Ok. Truth be told, I’m using the moniker Locovoratious primarily because it sounds cool, and (surprisingly), because no one’s taken it. Although obviously supporting Local food is important to me (otherwise why would I be doing this?), but I honestly have issues with going 100% Local.

My beef (pun very much intended), as it were, with 100% local, is that this approach, in effect, institutionalizes culinary xenophobia, which in turn, begets social and ethnic xenophobia. In a diverse and multicultural society (such as Canada’s), the most immediate and effective way to understand and connect with the Other is through exposure to ethnic food. Witness the explosion of Indian, Thai, Greek, and Middle-Eastern cuisine that’s taking place everwhere, not just in major metropolitan centres. Raw Fish? Sushi? It’s defacto mainstream now, compared to say, thirty years ago, when the most exotic thing on the menu might have been a slightly spicy barbeque sauce to put on your hamburger.

To me, going 100% local would be a horrible regression to that earlier time, not just from a food perspective, but from a socio-cultural one as well. Do you really want to be part of that world? I, for one, do not.

With exposure comes appreciation. With appreciation comes understanding. With understanding comes - wait for it – Global Peace, and the shared prosperity that comes with it.

So if not 100% Local, then we have to compromise somewhere in between, creating a realistic, and balanced perspective. So don’t cook Local. Cook Locovoratiously !

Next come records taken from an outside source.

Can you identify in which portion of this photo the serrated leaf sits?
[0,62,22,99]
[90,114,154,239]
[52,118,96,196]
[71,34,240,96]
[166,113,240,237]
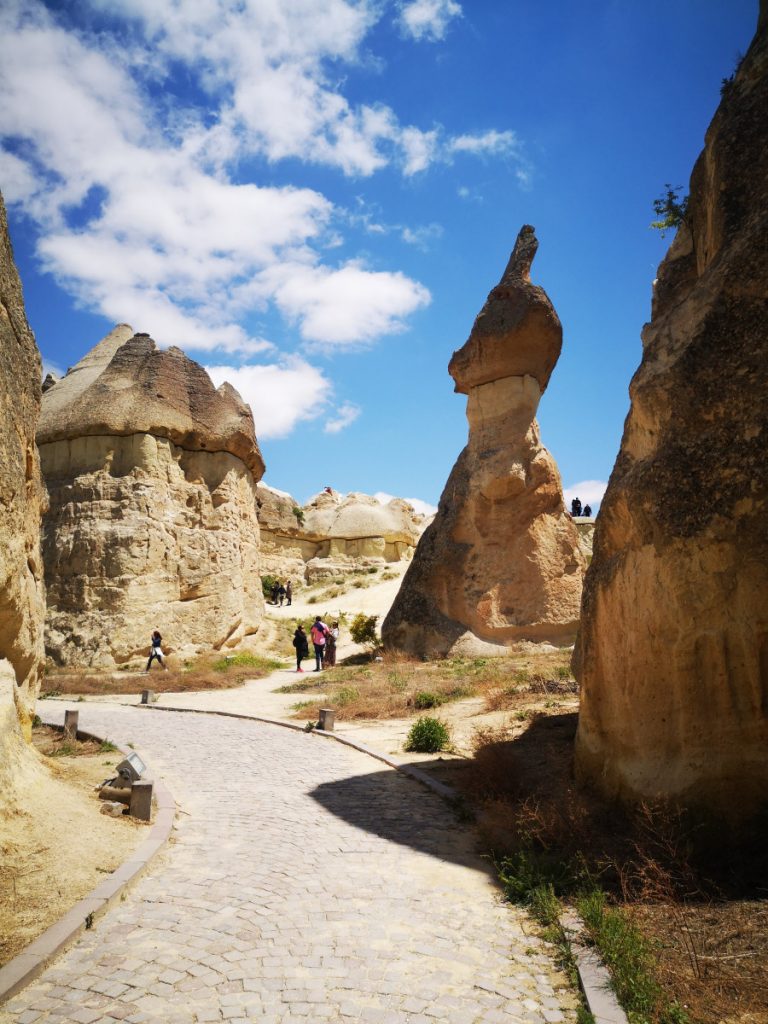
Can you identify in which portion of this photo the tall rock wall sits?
[38,325,264,667]
[382,226,585,655]
[258,483,426,582]
[0,197,45,803]
[574,4,768,815]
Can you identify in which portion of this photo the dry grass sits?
[456,713,768,1024]
[280,651,574,721]
[40,651,283,698]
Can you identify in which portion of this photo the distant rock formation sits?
[382,225,585,655]
[574,2,768,816]
[38,324,264,668]
[258,482,426,582]
[0,196,45,804]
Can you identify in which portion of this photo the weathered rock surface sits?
[382,226,585,655]
[38,325,264,667]
[258,483,426,582]
[0,197,45,803]
[574,3,768,816]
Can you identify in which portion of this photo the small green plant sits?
[349,611,379,650]
[406,717,451,754]
[650,181,688,238]
[414,690,445,711]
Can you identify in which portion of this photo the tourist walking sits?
[293,623,309,672]
[309,615,329,672]
[144,630,168,675]
[325,623,339,669]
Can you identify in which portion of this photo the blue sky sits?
[0,0,758,505]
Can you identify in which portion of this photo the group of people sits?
[271,580,293,607]
[293,615,339,672]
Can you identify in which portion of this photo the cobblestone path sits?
[0,705,574,1024]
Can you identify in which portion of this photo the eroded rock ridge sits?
[383,225,585,654]
[574,3,768,816]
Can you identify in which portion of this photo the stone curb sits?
[0,723,176,1005]
[560,910,629,1024]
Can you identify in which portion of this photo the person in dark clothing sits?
[293,623,309,672]
[144,630,168,675]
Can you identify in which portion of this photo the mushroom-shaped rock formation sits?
[574,2,768,817]
[382,225,585,655]
[38,325,264,667]
[259,483,425,580]
[0,197,45,806]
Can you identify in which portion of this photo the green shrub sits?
[349,611,379,648]
[414,690,445,711]
[406,718,451,754]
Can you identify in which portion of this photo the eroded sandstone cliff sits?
[258,482,425,582]
[382,225,585,654]
[574,4,768,815]
[0,196,45,802]
[38,325,264,667]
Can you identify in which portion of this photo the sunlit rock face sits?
[258,483,426,582]
[38,325,264,667]
[383,226,586,655]
[574,5,768,817]
[0,197,45,794]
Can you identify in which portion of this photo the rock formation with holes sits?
[574,3,768,816]
[38,325,264,667]
[258,482,426,583]
[0,190,45,804]
[383,226,585,655]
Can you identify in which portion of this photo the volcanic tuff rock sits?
[382,225,585,654]
[574,3,768,816]
[38,324,264,667]
[258,483,426,581]
[0,196,45,802]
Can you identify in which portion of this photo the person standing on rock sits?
[325,623,339,669]
[144,630,168,675]
[293,623,309,672]
[309,615,330,672]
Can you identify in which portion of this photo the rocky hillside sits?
[38,325,264,667]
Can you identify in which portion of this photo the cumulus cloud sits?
[562,480,608,511]
[205,356,333,439]
[323,401,362,434]
[374,490,437,517]
[399,0,462,42]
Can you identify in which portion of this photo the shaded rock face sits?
[258,483,425,582]
[574,6,768,816]
[0,197,45,801]
[382,226,585,655]
[38,325,264,667]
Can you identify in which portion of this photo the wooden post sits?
[65,711,80,739]
[128,781,152,821]
[317,708,336,732]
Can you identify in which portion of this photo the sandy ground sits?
[0,753,148,965]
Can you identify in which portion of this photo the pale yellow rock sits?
[38,326,263,668]
[382,227,586,655]
[0,197,45,809]
[574,4,768,818]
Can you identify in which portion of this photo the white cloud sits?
[374,490,437,517]
[205,356,333,438]
[400,0,462,42]
[323,401,362,434]
[262,263,431,346]
[562,480,608,512]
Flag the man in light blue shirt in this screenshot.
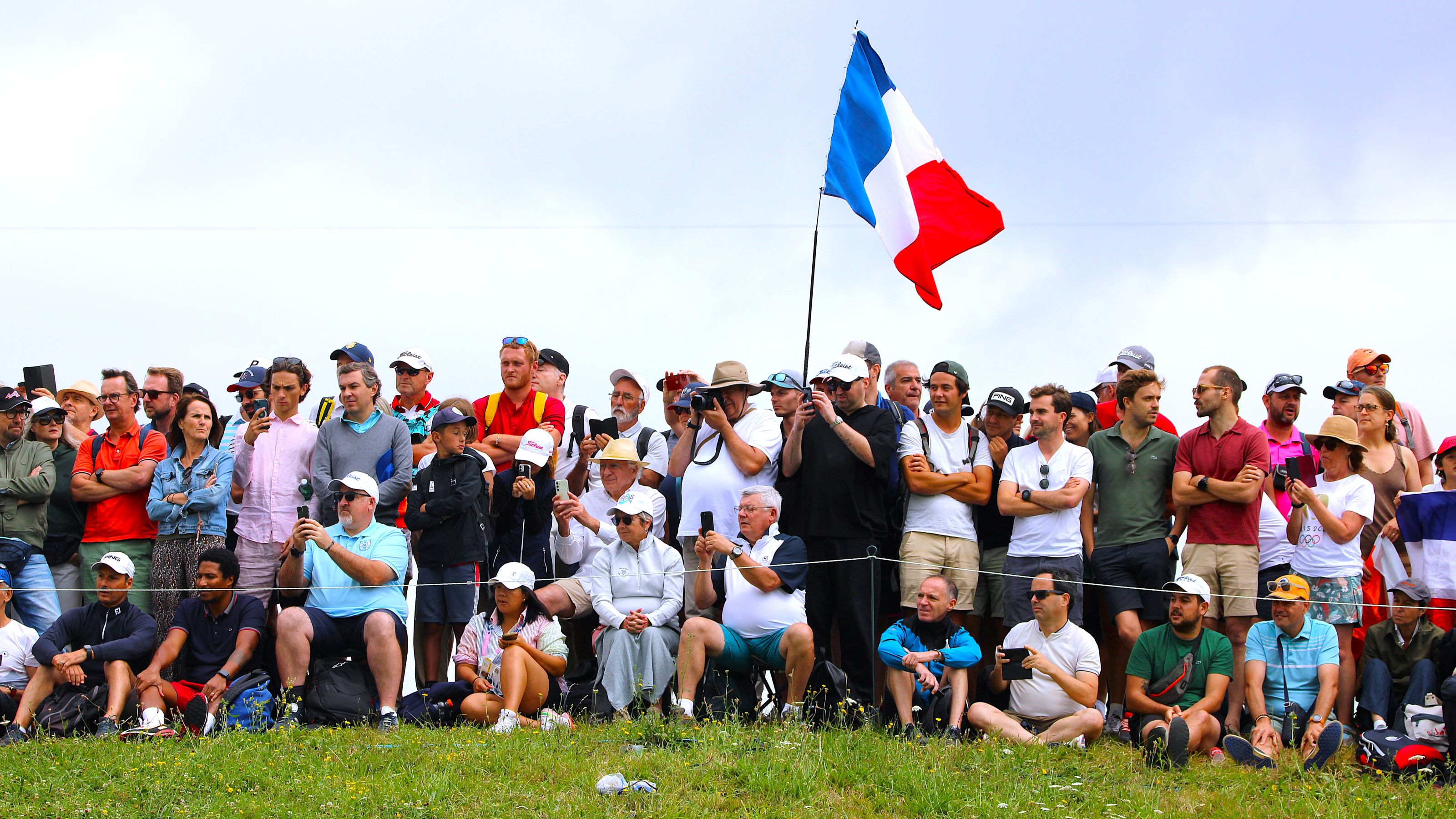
[1223,574,1344,771]
[278,472,409,730]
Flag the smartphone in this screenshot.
[1002,647,1031,679]
[25,364,56,395]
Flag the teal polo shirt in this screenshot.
[1087,421,1178,546]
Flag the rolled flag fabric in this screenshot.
[824,32,1005,310]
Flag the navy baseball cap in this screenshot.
[227,361,268,392]
[329,341,374,361]
[430,407,476,431]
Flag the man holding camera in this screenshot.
[667,361,784,618]
[784,353,895,704]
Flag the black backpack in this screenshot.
[301,657,379,726]
[35,682,109,736]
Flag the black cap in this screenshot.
[536,347,571,376]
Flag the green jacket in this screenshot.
[1360,617,1446,697]
[0,439,56,551]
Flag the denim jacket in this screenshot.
[147,446,233,536]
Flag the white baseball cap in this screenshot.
[1163,574,1213,601]
[516,429,556,466]
[612,370,652,404]
[389,347,435,373]
[329,472,379,500]
[92,552,137,579]
[486,562,536,589]
[612,491,652,515]
[820,353,869,382]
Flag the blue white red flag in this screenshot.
[824,32,1005,310]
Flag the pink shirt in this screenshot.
[1259,421,1319,520]
[233,414,319,544]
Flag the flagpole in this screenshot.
[801,186,827,388]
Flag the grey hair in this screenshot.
[884,359,920,383]
[738,484,784,515]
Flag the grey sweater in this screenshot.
[313,414,415,526]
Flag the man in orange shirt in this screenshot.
[71,370,167,612]
[470,335,566,474]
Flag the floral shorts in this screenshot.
[1300,574,1361,625]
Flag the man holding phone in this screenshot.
[967,570,1104,748]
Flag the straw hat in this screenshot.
[591,439,647,466]
[1309,415,1366,452]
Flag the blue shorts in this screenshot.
[415,562,480,622]
[715,625,788,673]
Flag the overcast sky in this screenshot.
[0,1,1456,439]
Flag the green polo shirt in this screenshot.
[1087,421,1178,546]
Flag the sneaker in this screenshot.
[1223,733,1274,768]
[490,708,521,733]
[1168,717,1188,768]
[541,708,576,732]
[182,697,210,736]
[1304,720,1345,771]
[1143,726,1168,768]
[0,723,30,748]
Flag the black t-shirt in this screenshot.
[971,433,1031,551]
[794,404,898,538]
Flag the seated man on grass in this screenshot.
[967,570,1107,748]
[1127,574,1233,768]
[1223,574,1342,771]
[0,552,157,745]
[880,574,981,742]
[121,546,268,739]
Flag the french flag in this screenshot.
[824,32,1005,310]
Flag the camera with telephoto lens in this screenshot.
[689,389,722,412]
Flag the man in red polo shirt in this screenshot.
[71,370,167,612]
[1173,367,1269,733]
[1091,344,1178,436]
[470,335,566,474]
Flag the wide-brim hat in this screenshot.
[708,361,763,395]
[1308,415,1366,452]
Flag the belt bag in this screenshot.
[1143,628,1203,705]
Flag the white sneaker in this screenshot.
[490,708,521,733]
[541,708,576,732]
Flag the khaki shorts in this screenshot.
[1182,544,1259,619]
[900,532,981,612]
[552,577,591,619]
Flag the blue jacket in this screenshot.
[880,613,981,698]
[147,446,233,536]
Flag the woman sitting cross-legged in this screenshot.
[588,491,683,717]
[454,562,572,733]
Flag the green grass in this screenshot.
[0,721,1456,819]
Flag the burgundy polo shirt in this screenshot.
[1173,418,1269,546]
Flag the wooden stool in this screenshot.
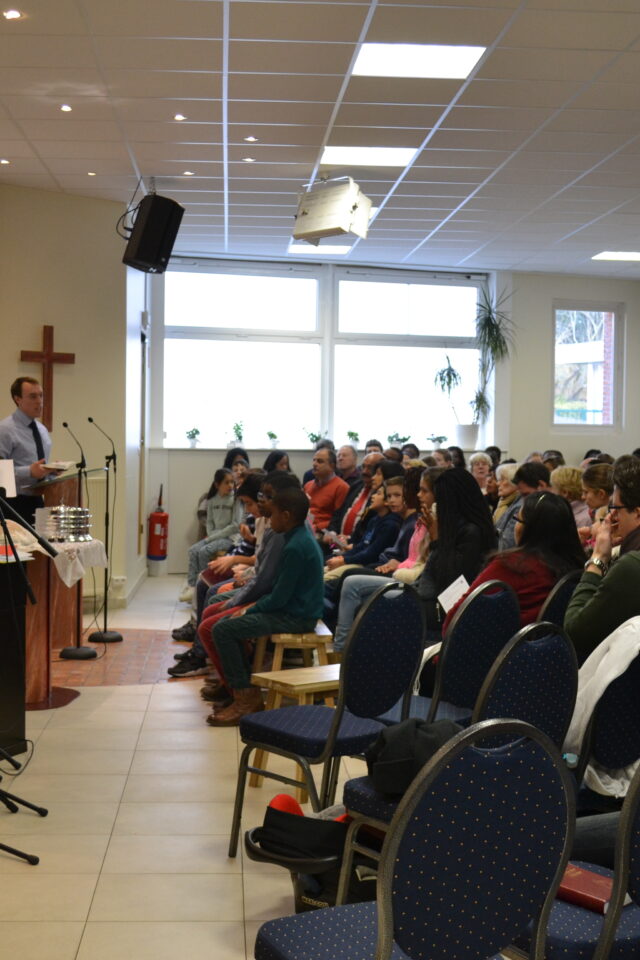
[253,620,333,673]
[249,663,340,803]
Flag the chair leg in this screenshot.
[336,820,360,907]
[229,743,253,857]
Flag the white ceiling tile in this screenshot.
[96,37,222,72]
[230,2,368,43]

What the heck does this mean?

· Use the 80/20 rule – try to, as best you can, use ingredients that are 80% from local, preferably organic sources.
· Ideally, reserve the remaining 20%, reserve for non-local spices, condiments, and staple foods, such as grains, rice, etc. I mean do you really want to eat 100% potatoes, all the time?
· Above all, stay flexible, and don’t burden yourself with guilt over not eating everything local – after all, if you’re already making a choice to support CSA’s you’re already making a difference, and having a direct impact in terms of your food supply, if not your health and the environment.
· Instead, celebrate the local, organic food you ARE using, and revel in it’s capacity to transform your meal from the ordinary to the extraordinary.

1 comments to “Cooking Locavoratiously!”

  1. I'm so excited about your blog Alpha. I'm sorry I haven't had a chance to link it to my website and promote it more - but I'll do that today. Its been planting season in the garden, and with a single farmer CSA, that means absolutely nothing else gets done for a few weeks. I'm through about 75% of the planting now (including 100 peppers, 150 tomatoes, 50 zucchini.... I could go on and on) so I have some breathing space today.

    I couldn't agree with you more about the current hype around local. The meaning of local is so arbitrary. Many are choosing "100 miles" as "local". Why? 100 miles has no environmental or social meaning. It doesn't define a foodshed or a community. Its just a round number and was the title of a best selling book. If you draw a 100 mile radius around where we are in the K-W area (which I've done) you find that most of Ontario's fruit belt and the (so called) "banana belt" along the north shore of lake Erie, and Canada's major food processing centre (GTA) are all included. So, outside of tropical fruits and imported spices, I'll challenge anyone to name 3 foods that are not local (using the grown or processed in 100 miles definition.) So - there is really no challenge there. The challenge, from my point of view, is to switch a proportion of our diets to less processed foods, prepared from closer to natural ingredients that are grown without the use of environmentally destructive inputs such as fertilizers, GMO technology and pesticides.

    Thanks for the blog Alpha! Got to get back to work now.

    Theresa
    (the farmer who manages Garden Party - the CSA in which Alpha is a member and supporter.)